Con las patentes y los impuestos desmedidos sobre la chicha y el muko, la Municipalidad financió obras que usted, estimado cochalo experto en chismes de barrio pero ajeno a nuestra historia urbana, ni se imagina: el Estadio Félix Capriles (nombrado en honor de un promotor del deporte y, no por casualidad, recaudador del impuesto a la chicha), la Casa de la Cultura, el Mercado Central, la apertura de la Av. Blanco Galindo, terrenos para la UMSS, redes de agua potable, alcantarillado, colegios y un larguísimo etcétera. Eran tan cuantiosos los recursos que generaba que, faltaba más, fue también fuente de corrupción. Los funcionarios de entonces recurrieron a aquella práctica —tan ancestral como la chicha— en la que somos tan virtuosos: el “redireccionamiento creativo” de fondos, maquillando registros de chicherías y evaporando cantidades de botellas vendidas como por arte de magia contable.

¿Por qué hablar de la chicha? Porque durante siglos fue el sistema circulatorio de nuestra economía. Porque sin ella seríamos huérfanos de cultura regional.
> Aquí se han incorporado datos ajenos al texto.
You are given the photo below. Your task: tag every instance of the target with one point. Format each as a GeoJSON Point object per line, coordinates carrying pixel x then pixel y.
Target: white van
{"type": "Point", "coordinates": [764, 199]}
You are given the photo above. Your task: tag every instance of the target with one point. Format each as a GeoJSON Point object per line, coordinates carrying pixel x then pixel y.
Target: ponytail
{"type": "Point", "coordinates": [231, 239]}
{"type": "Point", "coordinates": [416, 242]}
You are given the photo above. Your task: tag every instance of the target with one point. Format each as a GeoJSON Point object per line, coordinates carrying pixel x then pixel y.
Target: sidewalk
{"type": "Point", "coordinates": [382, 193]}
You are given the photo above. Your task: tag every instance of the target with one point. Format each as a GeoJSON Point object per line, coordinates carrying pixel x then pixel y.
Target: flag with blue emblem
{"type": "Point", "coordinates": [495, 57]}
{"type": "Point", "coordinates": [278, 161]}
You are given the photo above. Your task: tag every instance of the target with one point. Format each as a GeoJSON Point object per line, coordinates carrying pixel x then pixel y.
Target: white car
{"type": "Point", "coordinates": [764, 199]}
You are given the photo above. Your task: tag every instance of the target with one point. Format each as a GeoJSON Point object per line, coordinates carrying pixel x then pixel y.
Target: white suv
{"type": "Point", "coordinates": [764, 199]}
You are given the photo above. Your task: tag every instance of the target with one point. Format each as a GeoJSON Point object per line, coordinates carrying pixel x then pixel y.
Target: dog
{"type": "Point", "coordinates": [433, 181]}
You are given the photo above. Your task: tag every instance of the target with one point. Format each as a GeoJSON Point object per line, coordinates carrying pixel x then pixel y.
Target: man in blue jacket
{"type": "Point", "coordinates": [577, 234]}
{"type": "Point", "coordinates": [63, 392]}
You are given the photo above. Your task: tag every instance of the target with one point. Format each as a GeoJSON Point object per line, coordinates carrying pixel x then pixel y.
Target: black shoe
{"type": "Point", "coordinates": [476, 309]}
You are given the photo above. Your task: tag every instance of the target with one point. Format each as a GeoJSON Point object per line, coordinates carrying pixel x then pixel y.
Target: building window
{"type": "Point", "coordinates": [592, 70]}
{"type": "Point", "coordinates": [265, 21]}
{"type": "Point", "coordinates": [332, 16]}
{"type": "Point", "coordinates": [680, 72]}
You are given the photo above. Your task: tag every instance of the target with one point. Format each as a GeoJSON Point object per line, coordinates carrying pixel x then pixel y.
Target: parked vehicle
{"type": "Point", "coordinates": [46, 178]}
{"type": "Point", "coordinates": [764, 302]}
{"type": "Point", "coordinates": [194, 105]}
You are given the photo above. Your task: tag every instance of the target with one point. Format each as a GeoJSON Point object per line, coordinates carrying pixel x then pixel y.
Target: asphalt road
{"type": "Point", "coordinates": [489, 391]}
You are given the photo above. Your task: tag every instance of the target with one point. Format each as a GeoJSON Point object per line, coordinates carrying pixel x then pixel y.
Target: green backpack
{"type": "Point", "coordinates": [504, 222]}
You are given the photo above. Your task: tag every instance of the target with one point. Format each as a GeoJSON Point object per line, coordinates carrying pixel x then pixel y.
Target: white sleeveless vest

Porque la chichería acompañó nuestra trama urbana desde la fundación y dio lugar a importantes suburbios como Cala Cala, Recoleta o Muyurina. Porque consiguió lo que la política nunca logró: crear fraternidad entre cholos y mestizos que, frente a una machujarra, se volvían “vallunos”. Porque nuestros parques y vías homenajean a latifundistas, presidentes extranjeros y filósofos lejanos, pero ni un miserable callejón recuerda a la “fondista” Hipólita Abasto.

Ninguna ola modernizadora, cargada de glamour importado y complejos de inferioridad, ha logrado quebrantar a la chicha, raíz fuerte y profunda de la identidad cochabambina. El desafío es enriquecer esta identidad, conciliando lo que debe conciliarse y corrigiendo lo que debe corregirse. Basta la sencilla iniciativa de introducirla en restaurantes para que ocupe su lugar legítimo junto a singanis y vinos. No se trata de beberla hasta perder la consciencia, sino de honrar lo que simboliza. A puertas de las elecciones subnacionales, empezar a saldar esa deuda histórica sería el brindis más auténtico.